Saturday, 31 October 2015

Hell, Voluspa And York

King Haakon asks:

"'How many will go to Hell who'd have been saved if they'd gotten the Word sooner?'"
-Poul Anderson, Mother Of Kings (New York, 2003), Book Three, Chapter VII, p. 214.

None, Haakon. If anyone is to be judged, then surely their circumstances should be taken into account especially if, as we are told, the Judge is also the Creator? And, whatever the verdict, how can finite offenses warrant infinite punishment? As a skeptical philosopher, I would be obliged to tell Haakon's missionaries that I preferred the local deities to the one that they were importing.

Haakon heeds wise advice. He considers extending the Yule celebration and linking it to Christ's birthday - which, of course, had been the solstice and Mithras' birthday. He has the good sense to "...listen and learn..." (p. 217) when a skald recites what we recognize as the Voluspa, newly arrived from Iceland:

"'...nine worlds
I knew in the tree...

"'Do you want to know more?'" (p. 218)

The foredoomed, undaunted gods, strong in their homeland, honored by Haakon's father, Harald Fairhair.

Chapter VIII begins:

"A wind from the north went astray in the twisting lanes of York..." (p. 219)

We are about to rejoin Haakon's enemy, Eirik Blood-ax, now King in York, but I am about to go to bed in Lancaster.

3 comments:

Sean M. Brooks said...

Kaor, Paul!

I'm inclined to agree with you, with what you said about King Haakon.
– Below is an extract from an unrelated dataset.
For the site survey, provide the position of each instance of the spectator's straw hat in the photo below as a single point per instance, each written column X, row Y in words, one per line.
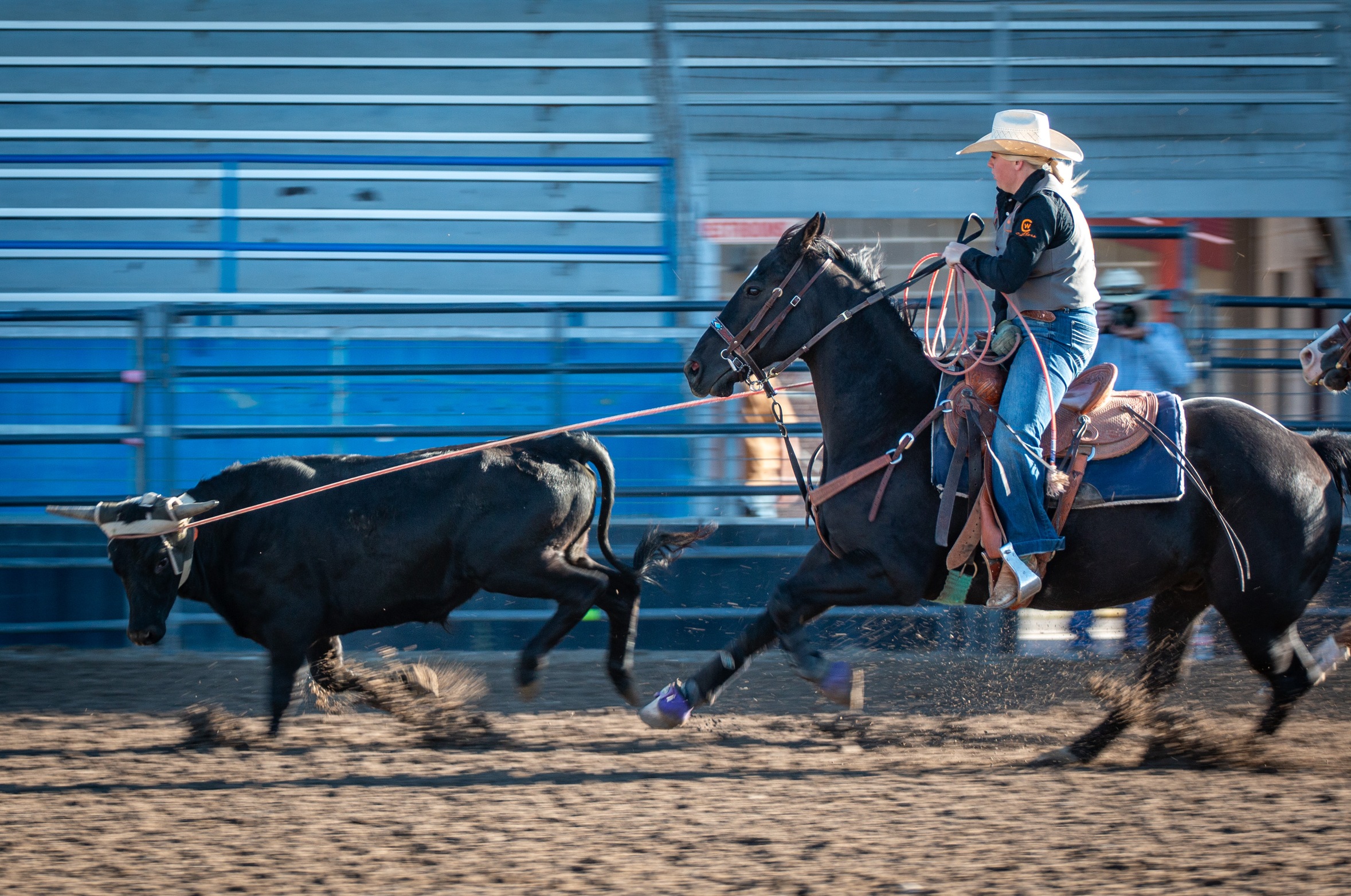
column 1122, row 285
column 1026, row 133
God will judge individuals by what they knew and believed was right and true--rather than by a faith they could not have reasonably known. My favorite analogy of this being a Buddhist in some remote corner of Tibet who had never heard of Christ yet still strove to live uprightly. It's when a man has come to know of Christ, and even suspects He might be God Incarnate, that he becomes culpable if he then chooses to reject Him.

Sean

David Birr said...

Frank Yerby, in his novel *The Saracen Blade* (1952), has a scene in which a bishop speculates that there might be a "gentler" sort of Hell, one without torments and with a chance to BECOME Christian after death, for those who lived uprightly but weren't Christians in life. He was speaking of people who, even though good, had rejected Christianity for one reason or another, such as some Muslims or Albigensian heretics, but obviously this would also apply to those who never had the chance to accept or reject. At least one of the Crusaders who heard this found it a VERY unsettling notion, and was clearly pondering whether he should accuse the bishop of heresy.

Sean M. Brooks said...

Hi, David!

Thanks for your comments! Alas, I don't think I've ever heard of Frank Yerby.

It is already the general view of Catholic theologians that the souls of the damned suffer in proportion to how evil they were in life. An idea we see worked out with rigorous logic in Dante's poem THE INFERNO, where those who suffer least were those who had no knowledge of God and Christ but were still upright. Iow, they were in Limbo. That may have been what Frank Yerby's fictional bishop was thinking about.

But, I have to disagree with any idea of a person becoming able to convert to Christianity after death. The Church is quite clear, such a choice can be made only in THIS life.

And Larry Niven and Jerry Pournelle wrote two very interesting books based on Dante's poem about Hell: INFERNO and ESCAPE FROM HELL. The theological view they seem to favor is not quite orthodox, being based on some of C.S. Lewis' speculations (see his THE GREAT DIVORCE).

It's a pity no SF writer has tried his hand writing similar books about Purgatory and Paradise, based on Dante's PURGATORIO and PARADISO. But I can see how some would find hell easier to write about!